A corporate R&D laboratory jointly owned by Boeing and General Motors said it plans to develop new methods for scaling up atomic-scale materials to exploit their unique properties.
HRL Laboratories of Malibu, Calif., also said Tuesday it would develop processes to assemble nanoscale materials into millimeter-scale components that are compatible with existing manufacturing technologies. An HRL team will work with Intelligent Materials Solutions Inc. of Princeton, N.J., to assemble nanoscale particles used to create finished components that would be 1 million times larger than individual nanoscale particles, HRL said.
The work is being funded under the Defense Advanced Research Project Agency's Atoms to Product (A2P) program. The Air Force Research Laboratory is also funding the nanoscale manufacturing effort.
HRL also is working under NASA's Game Changing Development Program to develop a microlattice material developed at the nanometer scale, that is one-tenth the weight of carbon fiber while remaining strong and flexible. The material, which Boeing has called the lightest metal ever, would reduce the mass of future space craft by 40 percent and would be essential on a trip to Mars. It also could be used in the structural components of aircraft—and considering General Motors’ involvement, ground vehicles—which would save a lot on fuel costs.
The DARPA program seeks to leverage the "very uncommon physical characteristics [of common materials] when fabricated at nanometer-scale." Among the potential military applications are quantized, or variable, current-voltage behavior, dramatically lower melting points and much higher specific heats (the amount of heat required to change the mass unit of a substance by one degree in temperature).

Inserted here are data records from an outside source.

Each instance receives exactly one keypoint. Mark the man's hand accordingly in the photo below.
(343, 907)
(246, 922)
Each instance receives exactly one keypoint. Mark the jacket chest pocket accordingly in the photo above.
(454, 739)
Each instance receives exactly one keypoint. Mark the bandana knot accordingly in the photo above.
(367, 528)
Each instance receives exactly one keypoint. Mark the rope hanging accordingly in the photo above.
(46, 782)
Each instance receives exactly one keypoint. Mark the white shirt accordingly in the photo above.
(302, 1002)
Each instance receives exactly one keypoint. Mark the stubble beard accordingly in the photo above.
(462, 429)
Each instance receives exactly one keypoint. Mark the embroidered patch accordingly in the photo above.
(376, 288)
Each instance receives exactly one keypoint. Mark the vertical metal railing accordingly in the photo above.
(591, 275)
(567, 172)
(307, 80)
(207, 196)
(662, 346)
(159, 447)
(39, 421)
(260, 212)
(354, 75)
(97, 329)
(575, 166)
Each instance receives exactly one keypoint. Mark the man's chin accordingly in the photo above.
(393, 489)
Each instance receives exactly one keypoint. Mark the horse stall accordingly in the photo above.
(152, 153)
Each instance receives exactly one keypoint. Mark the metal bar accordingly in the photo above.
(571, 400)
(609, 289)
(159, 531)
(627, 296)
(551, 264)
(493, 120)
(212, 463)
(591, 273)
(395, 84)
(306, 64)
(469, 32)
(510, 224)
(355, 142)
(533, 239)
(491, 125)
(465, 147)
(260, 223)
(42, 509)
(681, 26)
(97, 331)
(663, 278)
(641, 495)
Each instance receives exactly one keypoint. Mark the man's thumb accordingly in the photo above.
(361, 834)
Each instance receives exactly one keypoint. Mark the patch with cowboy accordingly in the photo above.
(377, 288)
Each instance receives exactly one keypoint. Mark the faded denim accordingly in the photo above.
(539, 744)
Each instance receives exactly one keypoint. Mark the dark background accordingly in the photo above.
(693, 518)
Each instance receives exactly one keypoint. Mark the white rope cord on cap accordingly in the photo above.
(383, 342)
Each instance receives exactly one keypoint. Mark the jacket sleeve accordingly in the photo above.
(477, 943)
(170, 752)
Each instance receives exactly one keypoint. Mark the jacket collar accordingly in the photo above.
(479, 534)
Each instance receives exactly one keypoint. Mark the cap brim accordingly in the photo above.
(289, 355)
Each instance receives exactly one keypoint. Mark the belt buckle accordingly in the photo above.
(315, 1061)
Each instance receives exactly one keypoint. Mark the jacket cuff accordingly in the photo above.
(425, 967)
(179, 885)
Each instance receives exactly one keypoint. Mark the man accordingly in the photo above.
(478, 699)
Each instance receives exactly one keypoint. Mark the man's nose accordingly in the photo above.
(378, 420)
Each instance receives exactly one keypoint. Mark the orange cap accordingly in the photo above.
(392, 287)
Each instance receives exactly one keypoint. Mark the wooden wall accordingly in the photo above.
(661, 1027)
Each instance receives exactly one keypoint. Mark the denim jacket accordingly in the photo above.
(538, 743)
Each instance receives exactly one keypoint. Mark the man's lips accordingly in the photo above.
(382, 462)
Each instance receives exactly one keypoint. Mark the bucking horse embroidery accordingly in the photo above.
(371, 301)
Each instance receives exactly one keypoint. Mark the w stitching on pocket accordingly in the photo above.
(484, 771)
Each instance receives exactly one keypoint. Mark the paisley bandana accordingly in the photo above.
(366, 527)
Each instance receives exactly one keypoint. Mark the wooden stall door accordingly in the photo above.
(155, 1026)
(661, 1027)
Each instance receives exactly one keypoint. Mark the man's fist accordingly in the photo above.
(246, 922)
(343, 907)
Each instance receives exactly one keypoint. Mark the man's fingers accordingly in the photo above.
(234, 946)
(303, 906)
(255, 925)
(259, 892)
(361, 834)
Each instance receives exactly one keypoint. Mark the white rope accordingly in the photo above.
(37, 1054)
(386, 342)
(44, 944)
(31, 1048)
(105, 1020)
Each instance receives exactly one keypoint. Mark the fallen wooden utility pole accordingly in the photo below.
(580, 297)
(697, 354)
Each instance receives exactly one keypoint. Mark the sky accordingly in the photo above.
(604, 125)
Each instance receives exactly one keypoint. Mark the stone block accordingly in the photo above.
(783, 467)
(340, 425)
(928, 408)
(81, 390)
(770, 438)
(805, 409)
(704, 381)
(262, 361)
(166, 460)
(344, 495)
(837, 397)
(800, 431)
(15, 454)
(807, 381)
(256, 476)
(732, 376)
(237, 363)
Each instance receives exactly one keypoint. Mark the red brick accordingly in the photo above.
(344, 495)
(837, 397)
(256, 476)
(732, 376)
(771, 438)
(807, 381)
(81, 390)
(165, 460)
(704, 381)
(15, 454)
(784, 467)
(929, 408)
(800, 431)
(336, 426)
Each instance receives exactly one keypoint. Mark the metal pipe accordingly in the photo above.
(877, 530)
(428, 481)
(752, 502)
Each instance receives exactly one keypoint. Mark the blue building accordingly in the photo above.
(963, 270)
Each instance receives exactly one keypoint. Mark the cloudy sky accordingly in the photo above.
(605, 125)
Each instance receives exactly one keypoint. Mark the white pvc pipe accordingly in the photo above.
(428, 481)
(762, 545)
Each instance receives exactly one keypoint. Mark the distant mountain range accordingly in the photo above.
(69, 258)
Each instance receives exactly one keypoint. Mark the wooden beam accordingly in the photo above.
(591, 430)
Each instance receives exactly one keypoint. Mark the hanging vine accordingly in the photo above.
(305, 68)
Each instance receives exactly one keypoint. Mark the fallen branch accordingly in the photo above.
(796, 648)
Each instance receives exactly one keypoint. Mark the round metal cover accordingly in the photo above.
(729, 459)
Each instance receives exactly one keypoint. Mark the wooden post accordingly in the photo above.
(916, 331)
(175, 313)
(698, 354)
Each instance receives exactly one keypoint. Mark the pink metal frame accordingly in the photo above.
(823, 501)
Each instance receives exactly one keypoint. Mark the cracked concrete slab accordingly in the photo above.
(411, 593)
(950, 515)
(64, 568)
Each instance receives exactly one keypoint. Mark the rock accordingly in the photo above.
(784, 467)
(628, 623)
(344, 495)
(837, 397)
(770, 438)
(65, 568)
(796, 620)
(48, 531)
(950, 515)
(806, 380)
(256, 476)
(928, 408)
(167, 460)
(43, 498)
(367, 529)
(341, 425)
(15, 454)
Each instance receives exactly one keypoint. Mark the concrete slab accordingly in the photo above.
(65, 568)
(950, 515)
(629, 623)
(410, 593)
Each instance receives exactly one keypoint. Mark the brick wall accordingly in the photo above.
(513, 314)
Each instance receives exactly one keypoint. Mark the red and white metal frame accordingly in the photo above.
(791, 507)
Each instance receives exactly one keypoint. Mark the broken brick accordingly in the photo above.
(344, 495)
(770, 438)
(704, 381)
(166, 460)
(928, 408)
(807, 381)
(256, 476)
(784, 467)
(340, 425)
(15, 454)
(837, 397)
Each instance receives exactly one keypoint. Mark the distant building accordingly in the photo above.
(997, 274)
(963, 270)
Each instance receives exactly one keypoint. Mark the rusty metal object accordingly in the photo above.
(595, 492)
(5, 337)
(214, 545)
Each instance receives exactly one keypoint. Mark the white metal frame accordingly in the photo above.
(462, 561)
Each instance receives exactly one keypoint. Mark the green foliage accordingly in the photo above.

Along with atomic-level assembly of these materials, the A2P effort also seeks to leverage unique material properties for miniaturization, 3D components and other nanometer-scale assembly.
The A2P program also reflects DARPA's efforts to reduce the cost and complexity of manufacturing weapons. A related agency effort detailed in September seeks to develop new composite materials and processes for manufacturing small parts. The goal is to improve weapon performance while compressing tool development and fabrication cycles.
HRL said its goal under the A2P program was to "develop a rapid, fundamentally new method that enables intricate 3-D millimeter-scale components made from a wide selection of nanoscale elements."
The laboratory noted that current nanoscale fabrication techniques such as vacuum deposition, which is used to deposit atoms on substrates below atmospheric pressure, are limited in terms of speed and the ability to scale to millimeter dimensions.
The former Hughes Research Laboratories established in 1948 specializes in research on sensors and materials, microelectronics and electromagnetics. It currently serves as a Defense Department "trusted foundry" certified to manufacture electronic components for DOD and the National Security Agency.